My father, however, believed that capitalism was a learned skill and that, Rousseau-like, people were born in a state of innocence. If we could just all have had the luck to be raised in a pure Communism, all those nasty competitive and tribal instincts would have vanished. (To do him much, much credit, Dad recognized how evil Soviet Communisn was, but he attributed this to a failure of purity, not to the nature of the beat.)

And all of the above leads me to the second wonderful book I’m reading, Nicholas Wade’s Before the Dawn: Recovering the Lost History of Our Ancestors. Wade, using information gleaned from all branches of science, especially the genome project, walks us back in time to the development of modern man. When did man branch off from chimpanzees? When did man begin to look like modern man? How, why and when did people develop speech?
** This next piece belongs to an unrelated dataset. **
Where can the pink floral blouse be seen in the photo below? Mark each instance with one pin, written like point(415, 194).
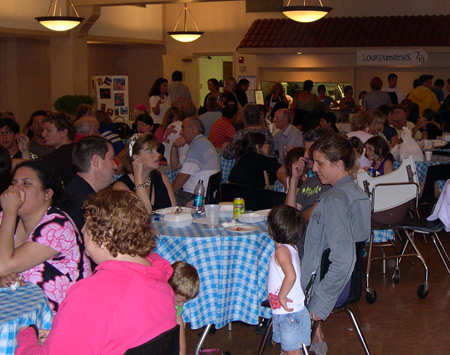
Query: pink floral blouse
point(55, 275)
How, why and when did the first modern men leave Africa, and where did they go? It’s a fascinating book, and Wade is a lucid and interesting writer. I can’t recommend it highly enough. It also gives me ex post facto support for the position I advanced so many years ago during talks with my Dad.

You see, the scientific record pretty much conclusively supports a few hardwired facts about humans: we’re competitive, aggressive and tribal. These traits are buried deep within us, at the genetic level. A glance at any newspaper also shows that they’re not being bred out of us any time soon. In other words, there is no exquisite political system that, enforced with sufficient rigor, will remove from society all traces of competition, aggression or tribal affection. The best system is still going to be the one that recognizes those traits and gives them a non-violent outlet. Currently, capitalism seems to be that system — capitalism tempered with old-fashioned morality. The former recognizes our immutable base selves; and the latter enables us to develop our better selves.